Given the previously observed 12.3 kcps DCR measurement, the pulse count with no sample present indicates an optical crosstalk count of c. 5.8 kcps. The c. 0.3 kcps increase in response to the reflective foil sample over that obtained with no sample present indicates the imager’s response to reflected illumination light is modest. Given that the observed response from the foil is due to a combination of DCR, crosstalk and reflection, it is clear that any additional response in excess of this level from a particular sample is a result of induced fluorescence emission. This is indeed the case for the apple, grape, skin and paper samples, clearly demonstrating the imager’s capacity to induce and detect autofluorescence from both biological samples and a manufactured fluorescent brightening agent.
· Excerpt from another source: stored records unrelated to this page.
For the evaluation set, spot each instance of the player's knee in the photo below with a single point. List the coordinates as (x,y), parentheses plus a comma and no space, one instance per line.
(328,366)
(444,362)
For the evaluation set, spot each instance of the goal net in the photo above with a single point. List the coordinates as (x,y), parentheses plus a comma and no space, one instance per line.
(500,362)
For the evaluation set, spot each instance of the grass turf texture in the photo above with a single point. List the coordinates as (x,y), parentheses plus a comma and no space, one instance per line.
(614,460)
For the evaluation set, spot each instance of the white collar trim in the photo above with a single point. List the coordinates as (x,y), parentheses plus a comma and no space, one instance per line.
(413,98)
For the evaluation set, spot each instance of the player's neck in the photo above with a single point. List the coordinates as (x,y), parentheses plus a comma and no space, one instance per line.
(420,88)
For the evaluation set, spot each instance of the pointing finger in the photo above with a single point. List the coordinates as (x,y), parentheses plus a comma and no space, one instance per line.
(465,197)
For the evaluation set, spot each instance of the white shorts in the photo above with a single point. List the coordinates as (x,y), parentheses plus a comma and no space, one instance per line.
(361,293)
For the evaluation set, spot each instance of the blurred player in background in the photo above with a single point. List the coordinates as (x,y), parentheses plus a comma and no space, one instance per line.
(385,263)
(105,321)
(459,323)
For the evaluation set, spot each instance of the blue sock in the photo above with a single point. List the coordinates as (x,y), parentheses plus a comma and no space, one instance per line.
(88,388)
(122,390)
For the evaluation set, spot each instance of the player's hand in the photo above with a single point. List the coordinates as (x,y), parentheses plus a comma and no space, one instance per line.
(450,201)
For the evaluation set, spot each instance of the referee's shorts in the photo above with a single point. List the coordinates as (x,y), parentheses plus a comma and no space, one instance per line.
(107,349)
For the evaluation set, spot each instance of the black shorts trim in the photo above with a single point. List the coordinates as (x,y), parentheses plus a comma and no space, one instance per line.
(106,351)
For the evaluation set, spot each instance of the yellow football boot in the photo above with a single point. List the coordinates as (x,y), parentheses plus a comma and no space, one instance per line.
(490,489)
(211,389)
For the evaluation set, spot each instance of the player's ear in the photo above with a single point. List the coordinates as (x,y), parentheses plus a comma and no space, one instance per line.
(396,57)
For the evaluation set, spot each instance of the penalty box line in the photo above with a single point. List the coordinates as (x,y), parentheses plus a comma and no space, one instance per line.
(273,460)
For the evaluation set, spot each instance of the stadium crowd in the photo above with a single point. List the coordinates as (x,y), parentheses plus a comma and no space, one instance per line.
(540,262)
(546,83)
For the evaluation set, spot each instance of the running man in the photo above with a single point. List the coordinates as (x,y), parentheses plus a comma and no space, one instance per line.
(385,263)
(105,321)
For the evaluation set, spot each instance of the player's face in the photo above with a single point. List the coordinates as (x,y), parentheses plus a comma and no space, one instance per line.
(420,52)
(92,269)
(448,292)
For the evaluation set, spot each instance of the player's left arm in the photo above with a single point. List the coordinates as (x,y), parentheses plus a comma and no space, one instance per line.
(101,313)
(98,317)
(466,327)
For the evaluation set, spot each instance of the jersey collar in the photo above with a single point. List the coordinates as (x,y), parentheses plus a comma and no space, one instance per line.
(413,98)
Autofluorescence imaging with FAD
We demonstrate the autofluorescence imaging capability of our system by using FAD fluorophore to mimic the main endogenous contributor to the autofluorescence emission spectrum of human tissues40. 5 ml of a FAD solution was placed in a horizontally positioned polystyrene culture flask, the underside of which was covered in optically-absorbent tape with a 3 mm high T-shaped cutout (see supplementary Fig. 4a). The imager was directed upwards towards the cutout, which was positioned 22 mm from the capsule lens. With 78 μW excitation provided by the LED at the sample surface, 12.5 μM was the minimum concentration at which the T-shape was detectable (see supplementary Fig. 4a and Fig. 6a).
In AF detection, an excess amount of haemoglobin present within living tissue is considered an indicator of abnormality in the tissues as a consequence of neoplasia. As haemoglobin tends to be a photon absorber41,42, its presence reduces the amount of autofluorescence emission. To assess the impact of haemoglobin absorption, we added 0.5 mg to each (5 ml) FAD solution. The addition of the haemoglobin does not obviously alter the image at each concentration of FAD (Fig. 6b), but as can be seen in Fig. 6c, the average count rates of every image shows that haemoglobin absorption reduces the measured photon count.
Imaging of exogenous fluorophores
As previously discussed, exogenous fluorophores may be attached to areas of interest in biological systems to enhance imaging capability.
To assess the system’s capacity to image one such fluorophore, a 5 ml solution of FITC was measured at varying concentrations. The signal from a 100 nM FITC solution using a 10 ms gate time and 78 μW LED illumination is detectable (Fig. 7a). To demonstrate the ability to image a fluorescently labelled area of interest within a biological system, we used a sample of porcine intestinal tissue immersed in 5 ml of a 20 μM FITC solution, covered by a T-mask as described previously (Fig. 7b).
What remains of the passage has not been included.